These statements include, without limitation, statements about our anticipated expenditures, including those related to clinical research studies, and general and administrative expenses; the potential size of the market for our products, future development and/or expansion of our products in our markets; our ability to obtain regulatory clearance; expectations as to our future performance; the future impact and ongoing appeal with respect to on-going litigation and the "Liquidity and Capital Resources" section of this report, including our need for additional financing. Our actual results will likely differ, perhaps materially, from those anticipated in these forward-looking statements as a result of various factors, including: our need and ability to raise additional cash, our ability to manage our current creditors and business partners, risks associated with laws or regulatory requirements applicable to us, market conditions, and unforeseen litigation to name a few. The forward-looking statements included in this report are subject to a number of additional material risks and uncertainties, including but not limited to the risks described in our filings with the Securities and Exchange Commission and under the "Risk Factors" section in Part I above.

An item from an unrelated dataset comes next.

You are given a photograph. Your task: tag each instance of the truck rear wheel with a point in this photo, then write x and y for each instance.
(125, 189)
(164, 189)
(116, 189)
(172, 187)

We encourage you to read the "Risk Factors" section in Part 1 carefully. We caution you not to place undue reliance on the forward-looking statements contained in this report. These statements, like all statements in this report, speak only as of the date of this report (unless an earlier date is indicated) and we undertake no obligation to update or revise the statements except as required by law. Such forward-looking statements are not guarantees of future performance and actual results will likely differ, perhaps materially, from those suggested by such forward-looking statements. You should also read the following discussion and analysis in conjunction with "Item 6. Selected Financial Data," and "Item 8. Financial Statements and Supplementary Data" included elsewhere in this Annual Report on Form 10-K.
Liquidity
We incurred net losses of $103.2 million, $59.3 million and $55.6 million for the years ended December 31, 2008, 2007, and 2006 respectively. We have an accumulated deficit of $312.0 million as of December 31, 2008. Additionally, we have used net cash of $74.8 million, $48.2 million and $44.6 million to fund our operating activities for years ended December 31, 2008, 2007, and 2006, respectively. During the year ended December 31, 2008, we invested heavily in Adlea clinical development to complete the two Phase 3 trials in bunionectomy and total knee arthroplasty (TKA, or total knee replacement surgery) and the commercial product launch and discontinuation of Zingo, which ultimately caused us to incur significant restructuring charges. In addition, our net cash used in financing, including the repayment of the GE equipment loan and the Oxford loan, was $11.0 million. All of which contributed to our ending cash and cash equivalent balance of approximately $658,000 at December 31, 2008. To date these operating losses have been funded primarily from outside sources of invested capital.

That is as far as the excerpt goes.